Evidence of Global Mean Increases in the Frequency of Daily and Sub-daily Heavy Precipitation
IEEE MLA GRSS Webinar
Evidence of Global Mean Increases in the Frequency of Daily and Sub-daily Heavy Precipitation
Speaker: Dr. Maria Chinita, University of Los Angeles and Dr. Mark Richardson, Colorado State University
Thursday June 24, 2021
12:00 PM US Pacific Time
Zoom: https://zoom.us/j/97002478050?pwd=OUVuYi9MeXN0MEt6a2xmaGFzY0dqUT09
Abstract:
In a warming climate and assuming moisture availability, heavy precipitation is expected to increase at approximately 7% per degree of warming according to the Clausius-Clapeyron relationship, whereas total global precipitation is capped at ~2% K by atmospheric energy balance constraints. Such disproportionality suggests that extreme events increase at the expense of moderate and light events.
In this seminar, we will present what is, to our knowledge, the first global analysis of frequency changes in hourly and daily heavy precipitation by exploiting the 1/4° spatial resolution of the latest ERA5 reanalysis. Our robust metric captures local changes across both wet and dry regions, and avoids several known statistical biases. We report that during 1989—2018, the event that occurred one hour per year in 1979—1988 increased in frequency by 71 [53—93, 2σ range] %, while the one day per year extreme event frequency increased by 44 [37—54] %. Our results replicate prior findings that relative frequency increases are larger for increasingly rare events and for the first time we quantify that the mean frequency increase is substantially greater over the global ocean than over global land.
We will also investigate the fidelity of our results by validating ERA5 against the Frequent Rainfall Observations on GridS (FROGS) daily database. Finally, we will discuss statistical issues that cause biases in trends of rare event frequencies, and show simple methods to identify and mitigate these biases.
Speaker’s Bio:
Dr.
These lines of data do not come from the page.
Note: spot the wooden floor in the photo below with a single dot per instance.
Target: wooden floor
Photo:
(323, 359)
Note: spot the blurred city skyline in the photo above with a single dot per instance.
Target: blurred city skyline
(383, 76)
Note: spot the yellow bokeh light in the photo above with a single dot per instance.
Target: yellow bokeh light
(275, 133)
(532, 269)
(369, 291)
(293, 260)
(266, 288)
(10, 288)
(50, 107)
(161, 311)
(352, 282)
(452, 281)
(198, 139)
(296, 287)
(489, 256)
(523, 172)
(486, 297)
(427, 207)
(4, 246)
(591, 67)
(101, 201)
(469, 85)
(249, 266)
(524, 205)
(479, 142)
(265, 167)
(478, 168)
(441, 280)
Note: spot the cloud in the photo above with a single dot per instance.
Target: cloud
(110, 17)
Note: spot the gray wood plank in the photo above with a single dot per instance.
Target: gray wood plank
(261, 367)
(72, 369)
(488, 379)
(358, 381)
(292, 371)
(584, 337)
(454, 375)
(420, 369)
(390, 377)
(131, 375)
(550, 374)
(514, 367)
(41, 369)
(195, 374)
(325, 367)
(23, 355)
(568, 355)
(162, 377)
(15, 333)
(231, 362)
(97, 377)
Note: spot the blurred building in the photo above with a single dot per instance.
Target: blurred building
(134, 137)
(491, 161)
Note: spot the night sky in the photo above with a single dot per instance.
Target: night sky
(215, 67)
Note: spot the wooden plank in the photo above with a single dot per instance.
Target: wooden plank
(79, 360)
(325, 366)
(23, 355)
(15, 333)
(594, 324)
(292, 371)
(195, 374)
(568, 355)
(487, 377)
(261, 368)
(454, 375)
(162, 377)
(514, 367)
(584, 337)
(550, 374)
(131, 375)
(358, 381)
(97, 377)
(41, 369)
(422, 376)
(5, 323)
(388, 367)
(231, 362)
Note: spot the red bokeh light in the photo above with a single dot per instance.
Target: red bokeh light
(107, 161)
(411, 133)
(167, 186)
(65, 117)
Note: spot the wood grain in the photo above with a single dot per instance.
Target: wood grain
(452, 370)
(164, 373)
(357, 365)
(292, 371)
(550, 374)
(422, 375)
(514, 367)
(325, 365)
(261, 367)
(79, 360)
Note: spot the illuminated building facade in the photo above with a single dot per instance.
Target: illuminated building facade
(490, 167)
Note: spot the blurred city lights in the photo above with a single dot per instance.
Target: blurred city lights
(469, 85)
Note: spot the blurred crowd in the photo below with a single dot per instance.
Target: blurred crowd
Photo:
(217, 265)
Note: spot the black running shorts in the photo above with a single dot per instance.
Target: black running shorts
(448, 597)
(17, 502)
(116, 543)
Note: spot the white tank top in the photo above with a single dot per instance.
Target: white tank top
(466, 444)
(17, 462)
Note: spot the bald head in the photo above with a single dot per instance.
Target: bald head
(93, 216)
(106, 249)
Maria Chinita completed her PhD at the University of Lisbon, Portugal in 2018, where she studied strongly stable boundary layers and turbulence decomposition of convective flows using Large-Eddy Simulations. She joined JIFRESSE in 2019 to work on the improvement of the planetary boundary layer representation in General Circulation Models by implementing and evaluating the Eddy-Diffusivity Mass-Flux parameterization. She is also interested in the study of extreme events which is the scope of this presentation.
Dr. Mark Richardson is a research associate at Colorado State University and JPL. He develops satellite cloud retrievals and has published on changes in temperature, precipitation and cloud properties, combining climate model output with satellite and in-situ data.